Seventy years ago, as Allied forces prepared their assault on Nazi-occupied France, the Norman beaches of St-Laurent, Colleville and Vierville-sur-Mer became collectively known as Omaha Beach, a stretch of coast essential to the Allied invasion.
Part of Operation Overlord, which encompassed the full invasion of Nazi-occupied western Europe, Omaha proved the most difficult beach to capture on D-Day due to its concentration of German defences. On June 6th, 1944, the American soldiers of the 1st and 29th divisions tasked with storming the beach suffered roughly 2,000 casualties before Omaha was finally taken.

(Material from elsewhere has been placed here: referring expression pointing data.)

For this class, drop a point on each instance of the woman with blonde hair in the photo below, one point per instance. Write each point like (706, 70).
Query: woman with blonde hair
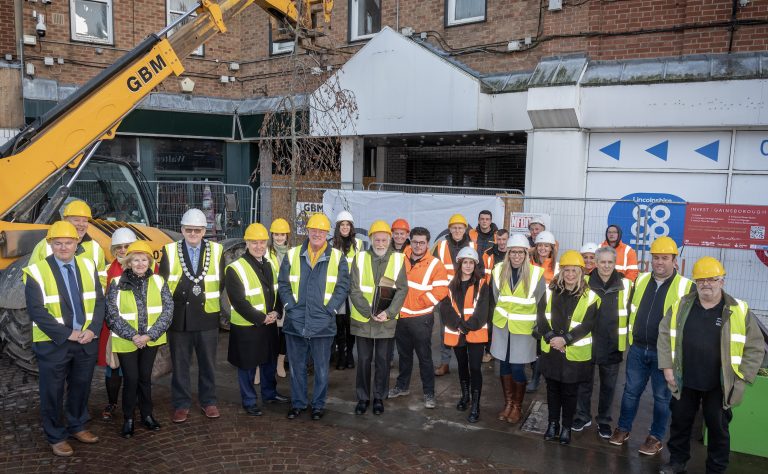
(566, 343)
(518, 296)
(139, 312)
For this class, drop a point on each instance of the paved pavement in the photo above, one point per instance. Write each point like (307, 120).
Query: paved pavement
(406, 437)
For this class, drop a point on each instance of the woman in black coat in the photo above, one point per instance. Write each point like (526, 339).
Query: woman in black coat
(566, 342)
(254, 343)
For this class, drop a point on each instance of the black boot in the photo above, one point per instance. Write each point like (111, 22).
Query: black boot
(553, 430)
(464, 400)
(474, 411)
(127, 431)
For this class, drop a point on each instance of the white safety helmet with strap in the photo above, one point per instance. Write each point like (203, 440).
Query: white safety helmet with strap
(545, 237)
(467, 252)
(518, 240)
(123, 236)
(195, 218)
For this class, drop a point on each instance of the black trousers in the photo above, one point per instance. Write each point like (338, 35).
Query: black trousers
(470, 360)
(137, 383)
(608, 374)
(71, 365)
(181, 344)
(716, 419)
(376, 351)
(344, 341)
(561, 400)
(415, 334)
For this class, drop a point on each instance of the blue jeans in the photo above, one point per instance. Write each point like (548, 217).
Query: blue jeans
(641, 365)
(299, 349)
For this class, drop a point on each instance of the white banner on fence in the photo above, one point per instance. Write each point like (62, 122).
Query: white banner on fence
(424, 210)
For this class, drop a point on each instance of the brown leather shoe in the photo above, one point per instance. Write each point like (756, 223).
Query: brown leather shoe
(63, 449)
(651, 446)
(619, 437)
(211, 411)
(86, 437)
(180, 415)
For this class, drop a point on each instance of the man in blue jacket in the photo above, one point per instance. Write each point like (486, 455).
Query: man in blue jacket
(313, 283)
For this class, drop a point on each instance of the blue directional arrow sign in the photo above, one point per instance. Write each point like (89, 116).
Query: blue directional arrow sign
(613, 150)
(710, 151)
(660, 150)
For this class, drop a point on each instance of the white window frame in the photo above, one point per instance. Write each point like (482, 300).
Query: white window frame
(89, 39)
(200, 51)
(450, 14)
(354, 5)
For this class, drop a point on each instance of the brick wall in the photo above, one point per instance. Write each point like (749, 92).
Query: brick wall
(595, 27)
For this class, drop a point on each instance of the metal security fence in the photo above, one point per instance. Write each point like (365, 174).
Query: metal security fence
(228, 208)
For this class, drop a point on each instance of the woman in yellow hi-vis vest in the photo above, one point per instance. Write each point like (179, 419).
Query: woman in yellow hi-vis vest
(465, 318)
(566, 342)
(139, 312)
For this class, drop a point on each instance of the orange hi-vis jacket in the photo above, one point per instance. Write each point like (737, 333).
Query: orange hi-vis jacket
(626, 260)
(451, 337)
(427, 285)
(444, 254)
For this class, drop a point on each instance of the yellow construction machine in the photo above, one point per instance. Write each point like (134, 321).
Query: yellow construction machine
(54, 159)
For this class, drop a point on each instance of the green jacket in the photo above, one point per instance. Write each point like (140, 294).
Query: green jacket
(733, 385)
(373, 329)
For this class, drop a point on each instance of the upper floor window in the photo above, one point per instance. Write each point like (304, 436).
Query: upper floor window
(91, 21)
(459, 12)
(177, 8)
(364, 18)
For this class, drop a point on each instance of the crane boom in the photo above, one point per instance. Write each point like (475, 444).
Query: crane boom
(61, 137)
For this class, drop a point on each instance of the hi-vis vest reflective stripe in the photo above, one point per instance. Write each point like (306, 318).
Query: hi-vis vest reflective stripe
(581, 350)
(254, 292)
(679, 287)
(212, 280)
(516, 309)
(294, 260)
(126, 305)
(42, 273)
(444, 254)
(451, 337)
(738, 336)
(91, 251)
(368, 285)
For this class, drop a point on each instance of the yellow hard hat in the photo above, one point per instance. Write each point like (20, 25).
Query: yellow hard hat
(63, 230)
(457, 219)
(78, 209)
(320, 222)
(379, 226)
(707, 267)
(664, 245)
(573, 258)
(280, 226)
(256, 231)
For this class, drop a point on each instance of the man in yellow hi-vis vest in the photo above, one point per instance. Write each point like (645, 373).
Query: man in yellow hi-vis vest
(313, 283)
(66, 305)
(700, 375)
(374, 328)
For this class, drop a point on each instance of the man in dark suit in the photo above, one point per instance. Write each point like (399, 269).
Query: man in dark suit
(66, 305)
(193, 268)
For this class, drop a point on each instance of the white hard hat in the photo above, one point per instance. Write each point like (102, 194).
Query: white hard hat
(537, 220)
(468, 252)
(122, 236)
(518, 240)
(345, 216)
(194, 218)
(545, 237)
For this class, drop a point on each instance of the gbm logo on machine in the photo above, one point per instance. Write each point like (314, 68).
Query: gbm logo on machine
(644, 217)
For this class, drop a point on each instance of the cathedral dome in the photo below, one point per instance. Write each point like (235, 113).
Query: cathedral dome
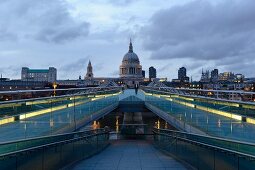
(130, 66)
(130, 56)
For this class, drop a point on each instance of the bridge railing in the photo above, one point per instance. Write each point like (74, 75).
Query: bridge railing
(6, 96)
(226, 95)
(203, 152)
(54, 152)
(26, 118)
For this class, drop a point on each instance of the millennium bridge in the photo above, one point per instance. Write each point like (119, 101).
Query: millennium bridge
(151, 127)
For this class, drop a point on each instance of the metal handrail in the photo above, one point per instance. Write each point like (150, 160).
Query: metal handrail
(208, 137)
(51, 90)
(203, 90)
(208, 98)
(51, 97)
(47, 136)
(209, 146)
(50, 144)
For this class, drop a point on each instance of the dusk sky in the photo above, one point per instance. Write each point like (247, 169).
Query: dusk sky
(166, 34)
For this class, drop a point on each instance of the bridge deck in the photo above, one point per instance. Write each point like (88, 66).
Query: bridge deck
(130, 155)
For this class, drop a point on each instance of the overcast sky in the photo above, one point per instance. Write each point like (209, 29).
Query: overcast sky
(166, 34)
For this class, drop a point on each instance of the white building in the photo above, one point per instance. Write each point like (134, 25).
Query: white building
(46, 75)
(130, 69)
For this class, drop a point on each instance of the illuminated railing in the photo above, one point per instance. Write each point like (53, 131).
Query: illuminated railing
(224, 95)
(203, 152)
(52, 152)
(30, 94)
(230, 119)
(32, 117)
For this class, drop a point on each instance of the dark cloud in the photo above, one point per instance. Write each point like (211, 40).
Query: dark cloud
(200, 30)
(43, 20)
(77, 65)
(121, 2)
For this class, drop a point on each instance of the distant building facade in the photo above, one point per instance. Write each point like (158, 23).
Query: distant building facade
(205, 77)
(41, 75)
(152, 73)
(130, 68)
(226, 76)
(182, 75)
(143, 73)
(89, 74)
(214, 75)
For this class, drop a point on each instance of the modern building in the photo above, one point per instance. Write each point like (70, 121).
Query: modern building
(143, 73)
(89, 74)
(182, 75)
(130, 68)
(205, 77)
(214, 75)
(227, 76)
(42, 75)
(152, 73)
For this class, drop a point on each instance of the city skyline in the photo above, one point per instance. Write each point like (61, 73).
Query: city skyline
(83, 33)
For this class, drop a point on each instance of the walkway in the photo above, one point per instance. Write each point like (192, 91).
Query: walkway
(130, 155)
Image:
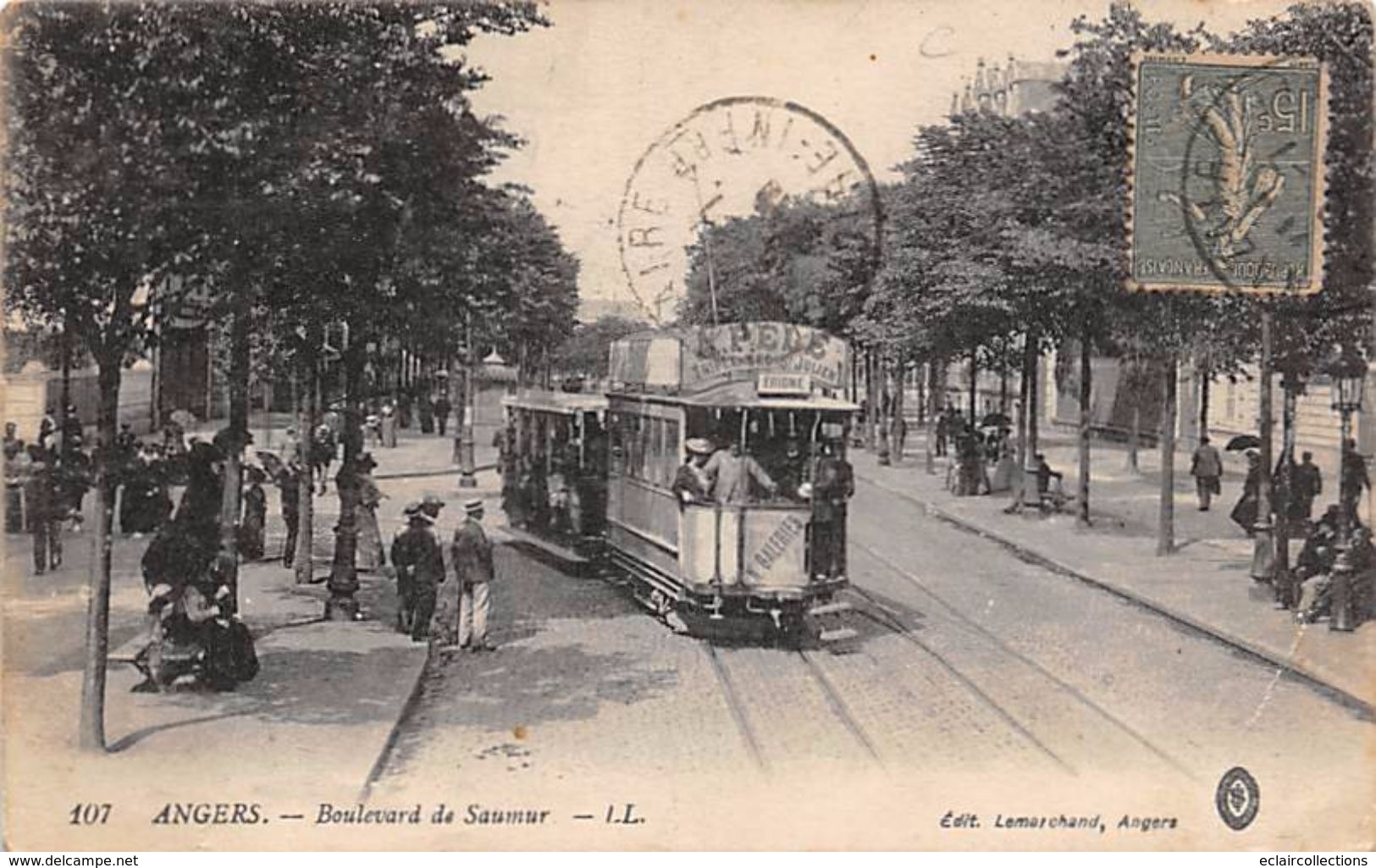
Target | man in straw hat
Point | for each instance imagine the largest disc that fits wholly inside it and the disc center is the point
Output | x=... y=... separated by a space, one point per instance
x=472 y=556
x=420 y=568
x=691 y=483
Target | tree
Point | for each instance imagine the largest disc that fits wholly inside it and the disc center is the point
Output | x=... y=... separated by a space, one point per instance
x=95 y=215
x=587 y=350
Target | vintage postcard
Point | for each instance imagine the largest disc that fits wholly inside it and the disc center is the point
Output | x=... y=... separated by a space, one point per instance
x=1219 y=138
x=632 y=425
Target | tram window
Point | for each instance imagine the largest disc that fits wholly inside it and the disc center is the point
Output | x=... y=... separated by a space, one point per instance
x=671 y=451
x=656 y=451
x=634 y=447
x=618 y=442
x=647 y=460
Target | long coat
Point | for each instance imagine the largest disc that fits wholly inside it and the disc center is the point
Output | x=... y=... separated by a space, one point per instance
x=472 y=553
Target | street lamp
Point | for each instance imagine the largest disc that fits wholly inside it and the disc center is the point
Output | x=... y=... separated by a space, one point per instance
x=1349 y=373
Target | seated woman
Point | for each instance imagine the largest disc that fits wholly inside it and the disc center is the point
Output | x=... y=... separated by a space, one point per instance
x=191 y=626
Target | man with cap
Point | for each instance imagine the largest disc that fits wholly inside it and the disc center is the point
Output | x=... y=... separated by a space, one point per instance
x=472 y=556
x=733 y=475
x=431 y=505
x=369 y=498
x=420 y=568
x=691 y=482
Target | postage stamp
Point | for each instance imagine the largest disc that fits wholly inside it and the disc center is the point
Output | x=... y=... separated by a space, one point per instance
x=1228 y=174
x=726 y=158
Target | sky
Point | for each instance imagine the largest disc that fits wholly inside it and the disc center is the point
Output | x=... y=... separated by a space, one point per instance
x=599 y=87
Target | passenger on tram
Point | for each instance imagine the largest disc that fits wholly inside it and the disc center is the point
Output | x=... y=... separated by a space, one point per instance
x=732 y=475
x=790 y=469
x=832 y=486
x=691 y=482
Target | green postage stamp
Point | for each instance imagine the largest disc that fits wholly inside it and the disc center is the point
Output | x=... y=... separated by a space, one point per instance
x=1228 y=174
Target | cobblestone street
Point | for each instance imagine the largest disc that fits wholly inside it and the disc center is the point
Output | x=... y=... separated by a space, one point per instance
x=966 y=662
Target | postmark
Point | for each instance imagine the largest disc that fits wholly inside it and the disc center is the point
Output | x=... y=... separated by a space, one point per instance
x=1237 y=798
x=1228 y=174
x=727 y=158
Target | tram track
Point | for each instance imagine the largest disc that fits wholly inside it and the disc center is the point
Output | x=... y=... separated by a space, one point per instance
x=830 y=695
x=838 y=706
x=735 y=707
x=881 y=615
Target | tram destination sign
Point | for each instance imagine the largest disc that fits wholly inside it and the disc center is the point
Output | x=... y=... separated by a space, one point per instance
x=783 y=384
x=759 y=348
x=779 y=358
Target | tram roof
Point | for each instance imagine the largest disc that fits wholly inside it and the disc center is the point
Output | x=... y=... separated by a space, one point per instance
x=697 y=359
x=744 y=394
x=556 y=402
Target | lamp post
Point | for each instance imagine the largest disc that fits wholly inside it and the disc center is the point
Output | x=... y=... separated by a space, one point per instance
x=1349 y=373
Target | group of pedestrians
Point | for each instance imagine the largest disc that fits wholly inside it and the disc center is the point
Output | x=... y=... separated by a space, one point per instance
x=1295 y=487
x=46 y=484
x=447 y=605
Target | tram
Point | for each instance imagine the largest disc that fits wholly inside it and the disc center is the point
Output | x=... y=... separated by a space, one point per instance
x=764 y=406
x=554 y=467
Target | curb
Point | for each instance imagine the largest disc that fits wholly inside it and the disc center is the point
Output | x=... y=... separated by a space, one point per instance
x=449 y=471
x=1024 y=553
x=395 y=732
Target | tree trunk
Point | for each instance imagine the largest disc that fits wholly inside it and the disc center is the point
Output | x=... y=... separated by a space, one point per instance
x=238 y=427
x=896 y=414
x=1206 y=377
x=871 y=409
x=1262 y=542
x=1031 y=361
x=1284 y=491
x=1024 y=390
x=91 y=728
x=65 y=401
x=1134 y=435
x=343 y=583
x=308 y=414
x=1003 y=377
x=933 y=412
x=1086 y=424
x=1166 y=524
x=975 y=387
x=458 y=396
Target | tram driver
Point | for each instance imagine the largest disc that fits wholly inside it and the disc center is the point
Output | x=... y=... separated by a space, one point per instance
x=790 y=469
x=691 y=482
x=732 y=475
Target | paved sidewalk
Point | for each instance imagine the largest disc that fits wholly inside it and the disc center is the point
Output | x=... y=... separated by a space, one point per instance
x=414 y=454
x=307 y=729
x=1204 y=585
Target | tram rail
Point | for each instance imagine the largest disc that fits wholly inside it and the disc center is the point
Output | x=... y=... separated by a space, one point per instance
x=887 y=621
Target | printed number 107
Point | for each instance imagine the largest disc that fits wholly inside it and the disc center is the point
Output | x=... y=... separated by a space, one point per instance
x=90 y=813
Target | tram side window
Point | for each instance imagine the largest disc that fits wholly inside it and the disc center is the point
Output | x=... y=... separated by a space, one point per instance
x=647 y=449
x=671 y=458
x=618 y=442
x=634 y=447
x=655 y=453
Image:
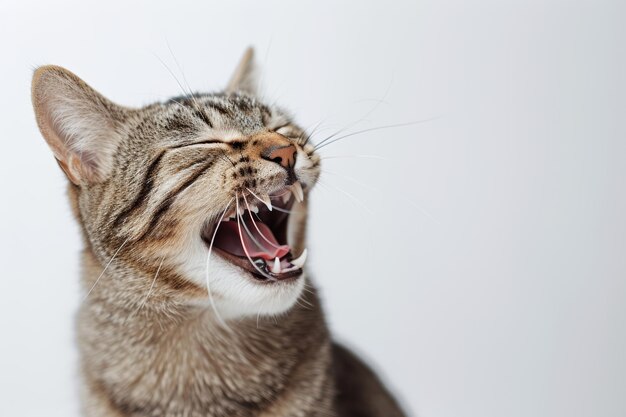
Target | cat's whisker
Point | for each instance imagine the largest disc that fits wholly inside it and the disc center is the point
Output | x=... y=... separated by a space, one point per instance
x=106 y=267
x=351 y=125
x=151 y=286
x=307 y=136
x=371 y=129
x=208 y=265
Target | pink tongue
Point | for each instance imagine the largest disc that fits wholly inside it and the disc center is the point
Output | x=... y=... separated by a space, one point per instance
x=228 y=239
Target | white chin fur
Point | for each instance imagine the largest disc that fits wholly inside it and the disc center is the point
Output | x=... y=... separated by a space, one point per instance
x=237 y=295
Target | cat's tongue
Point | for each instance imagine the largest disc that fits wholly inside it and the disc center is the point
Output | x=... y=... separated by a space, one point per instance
x=260 y=245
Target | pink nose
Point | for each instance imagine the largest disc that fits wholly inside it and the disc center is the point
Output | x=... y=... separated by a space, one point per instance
x=282 y=155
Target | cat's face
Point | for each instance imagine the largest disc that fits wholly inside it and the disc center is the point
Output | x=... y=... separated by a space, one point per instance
x=208 y=189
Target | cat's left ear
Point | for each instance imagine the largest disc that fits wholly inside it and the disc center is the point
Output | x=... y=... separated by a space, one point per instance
x=80 y=125
x=244 y=78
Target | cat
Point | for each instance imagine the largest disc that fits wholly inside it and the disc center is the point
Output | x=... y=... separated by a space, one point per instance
x=193 y=214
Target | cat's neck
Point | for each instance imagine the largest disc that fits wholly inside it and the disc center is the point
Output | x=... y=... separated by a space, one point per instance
x=169 y=357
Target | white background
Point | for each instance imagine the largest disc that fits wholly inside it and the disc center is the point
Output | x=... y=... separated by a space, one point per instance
x=479 y=260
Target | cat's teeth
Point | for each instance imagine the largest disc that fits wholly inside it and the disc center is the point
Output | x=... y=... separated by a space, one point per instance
x=300 y=260
x=276 y=267
x=296 y=189
x=266 y=200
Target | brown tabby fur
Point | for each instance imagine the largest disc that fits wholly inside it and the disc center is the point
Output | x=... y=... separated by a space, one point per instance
x=150 y=345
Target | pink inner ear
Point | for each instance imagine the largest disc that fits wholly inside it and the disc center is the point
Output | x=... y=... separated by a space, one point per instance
x=64 y=103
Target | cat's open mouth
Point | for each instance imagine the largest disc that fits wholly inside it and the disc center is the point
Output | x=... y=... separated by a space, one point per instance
x=256 y=238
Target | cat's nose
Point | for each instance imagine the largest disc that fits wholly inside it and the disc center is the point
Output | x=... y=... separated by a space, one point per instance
x=284 y=155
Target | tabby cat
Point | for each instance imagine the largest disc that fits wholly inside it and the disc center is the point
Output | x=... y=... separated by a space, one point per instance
x=193 y=213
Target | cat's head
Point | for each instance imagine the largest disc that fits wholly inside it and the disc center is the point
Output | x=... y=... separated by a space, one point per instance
x=155 y=188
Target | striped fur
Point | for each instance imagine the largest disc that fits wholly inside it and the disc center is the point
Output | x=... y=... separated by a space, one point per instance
x=143 y=183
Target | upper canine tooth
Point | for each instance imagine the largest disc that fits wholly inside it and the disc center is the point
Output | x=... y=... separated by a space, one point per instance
x=266 y=200
x=296 y=189
x=300 y=260
x=276 y=267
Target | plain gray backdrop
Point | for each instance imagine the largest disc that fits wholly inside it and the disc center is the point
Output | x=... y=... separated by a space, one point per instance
x=477 y=259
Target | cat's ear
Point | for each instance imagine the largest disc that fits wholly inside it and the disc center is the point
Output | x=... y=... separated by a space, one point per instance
x=79 y=124
x=244 y=78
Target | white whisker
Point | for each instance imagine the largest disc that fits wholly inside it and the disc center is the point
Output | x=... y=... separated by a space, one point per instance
x=151 y=285
x=208 y=265
x=105 y=268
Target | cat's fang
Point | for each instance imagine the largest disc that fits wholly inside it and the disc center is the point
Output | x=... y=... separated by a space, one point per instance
x=276 y=267
x=265 y=198
x=296 y=189
x=300 y=260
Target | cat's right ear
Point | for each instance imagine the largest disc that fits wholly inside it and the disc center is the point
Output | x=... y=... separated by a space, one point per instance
x=79 y=124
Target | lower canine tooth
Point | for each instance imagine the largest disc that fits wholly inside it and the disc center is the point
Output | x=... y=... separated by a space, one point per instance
x=300 y=260
x=276 y=267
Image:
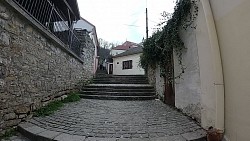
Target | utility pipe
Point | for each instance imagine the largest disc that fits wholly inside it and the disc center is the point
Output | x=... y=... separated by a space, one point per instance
x=217 y=66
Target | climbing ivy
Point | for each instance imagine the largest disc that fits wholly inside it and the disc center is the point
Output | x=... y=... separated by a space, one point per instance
x=158 y=49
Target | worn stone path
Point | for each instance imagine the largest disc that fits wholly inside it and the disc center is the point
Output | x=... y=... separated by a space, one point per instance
x=89 y=120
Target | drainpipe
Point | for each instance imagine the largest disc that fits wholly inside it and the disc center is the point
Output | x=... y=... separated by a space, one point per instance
x=217 y=67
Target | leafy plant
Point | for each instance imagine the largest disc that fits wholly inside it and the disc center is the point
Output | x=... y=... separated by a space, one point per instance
x=49 y=109
x=9 y=133
x=159 y=48
x=73 y=97
x=56 y=105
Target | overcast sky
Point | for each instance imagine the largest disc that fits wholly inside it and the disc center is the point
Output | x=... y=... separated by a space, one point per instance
x=120 y=20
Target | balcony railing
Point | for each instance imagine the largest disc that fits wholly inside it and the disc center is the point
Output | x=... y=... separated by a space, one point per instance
x=57 y=20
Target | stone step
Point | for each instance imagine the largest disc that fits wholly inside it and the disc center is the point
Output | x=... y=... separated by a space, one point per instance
x=120 y=82
x=118 y=90
x=132 y=79
x=121 y=76
x=120 y=86
x=109 y=97
x=118 y=93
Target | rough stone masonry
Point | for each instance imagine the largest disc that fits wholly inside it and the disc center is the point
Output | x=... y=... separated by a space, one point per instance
x=33 y=68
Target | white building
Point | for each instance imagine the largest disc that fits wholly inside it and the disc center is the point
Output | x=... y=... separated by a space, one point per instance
x=127 y=63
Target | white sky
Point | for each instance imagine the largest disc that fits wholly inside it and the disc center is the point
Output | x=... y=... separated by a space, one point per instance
x=113 y=18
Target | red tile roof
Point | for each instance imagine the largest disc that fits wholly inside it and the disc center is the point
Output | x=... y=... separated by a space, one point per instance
x=125 y=46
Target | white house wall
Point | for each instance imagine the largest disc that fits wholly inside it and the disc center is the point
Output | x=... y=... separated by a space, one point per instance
x=114 y=52
x=136 y=70
x=232 y=20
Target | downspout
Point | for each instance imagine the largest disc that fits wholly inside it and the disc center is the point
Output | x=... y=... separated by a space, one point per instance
x=217 y=67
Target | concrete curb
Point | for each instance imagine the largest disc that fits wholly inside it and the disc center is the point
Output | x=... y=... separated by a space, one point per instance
x=36 y=133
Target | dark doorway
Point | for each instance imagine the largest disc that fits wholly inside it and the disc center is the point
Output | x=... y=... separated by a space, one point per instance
x=110 y=68
x=169 y=94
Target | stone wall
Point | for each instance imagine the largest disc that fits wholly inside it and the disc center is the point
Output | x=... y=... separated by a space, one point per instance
x=188 y=87
x=34 y=68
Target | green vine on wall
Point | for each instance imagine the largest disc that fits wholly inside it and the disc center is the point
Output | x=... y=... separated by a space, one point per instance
x=158 y=49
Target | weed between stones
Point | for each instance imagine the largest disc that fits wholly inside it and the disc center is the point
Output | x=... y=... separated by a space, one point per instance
x=56 y=105
x=9 y=133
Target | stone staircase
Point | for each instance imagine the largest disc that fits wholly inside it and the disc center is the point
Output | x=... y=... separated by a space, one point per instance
x=118 y=87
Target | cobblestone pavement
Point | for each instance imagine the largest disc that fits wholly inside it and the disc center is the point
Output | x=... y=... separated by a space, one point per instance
x=17 y=137
x=118 y=119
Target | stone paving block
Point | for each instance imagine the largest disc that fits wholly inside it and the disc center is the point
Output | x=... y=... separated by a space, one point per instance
x=68 y=137
x=25 y=125
x=35 y=129
x=100 y=139
x=169 y=138
x=48 y=134
x=194 y=135
x=126 y=120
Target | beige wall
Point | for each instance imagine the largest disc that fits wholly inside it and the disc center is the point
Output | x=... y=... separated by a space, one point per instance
x=232 y=19
x=115 y=52
x=195 y=91
x=136 y=69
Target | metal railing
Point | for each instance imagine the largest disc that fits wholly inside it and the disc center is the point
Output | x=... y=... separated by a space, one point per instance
x=58 y=20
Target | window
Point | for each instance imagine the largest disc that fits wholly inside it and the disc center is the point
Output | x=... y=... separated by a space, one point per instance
x=127 y=64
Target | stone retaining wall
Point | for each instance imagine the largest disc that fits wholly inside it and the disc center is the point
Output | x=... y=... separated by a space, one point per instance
x=34 y=68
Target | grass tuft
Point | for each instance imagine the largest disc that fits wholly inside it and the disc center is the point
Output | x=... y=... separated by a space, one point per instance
x=56 y=105
x=9 y=133
x=49 y=109
x=73 y=97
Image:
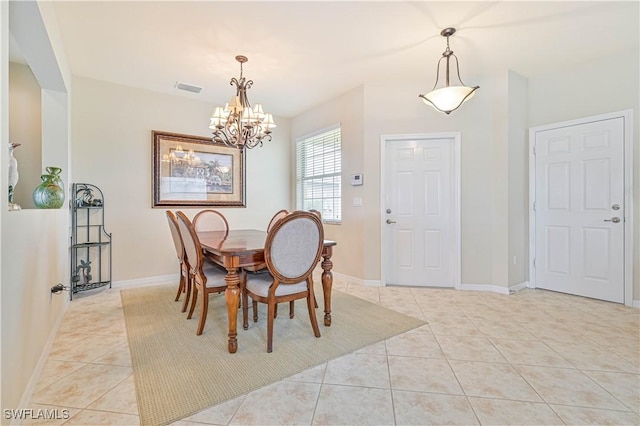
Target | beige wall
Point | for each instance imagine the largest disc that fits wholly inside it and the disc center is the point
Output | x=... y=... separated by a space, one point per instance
x=606 y=85
x=518 y=181
x=347 y=111
x=25 y=128
x=396 y=109
x=34 y=249
x=111 y=148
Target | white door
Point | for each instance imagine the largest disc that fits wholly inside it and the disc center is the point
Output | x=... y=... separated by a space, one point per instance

Seven decades later, the sight that once bore so much violence has given way to a series of beautiful, if stoic, tributes to the many men who fought that day.
Omaha Beach Military Cemeteries
The American Military Cemetery at St-Laurent-sur-Mer overlooks Omaha Beach. Originally, 23,000 Americans were buried there, but 14,000 were eventually repatriated. Of the 9,386 soldiers who rest here, only 307 remain unidentified. The cemetery has a lovely garden commemorating the 1,557 men who remain missing.
The German Military Cemetery in La Cambe is a fraction of the size of the American cemetery, but nearly 22,000 Germans are buried here. The site was inaugurated in 1961 with the help of the Norman community and the German War Graves Commission.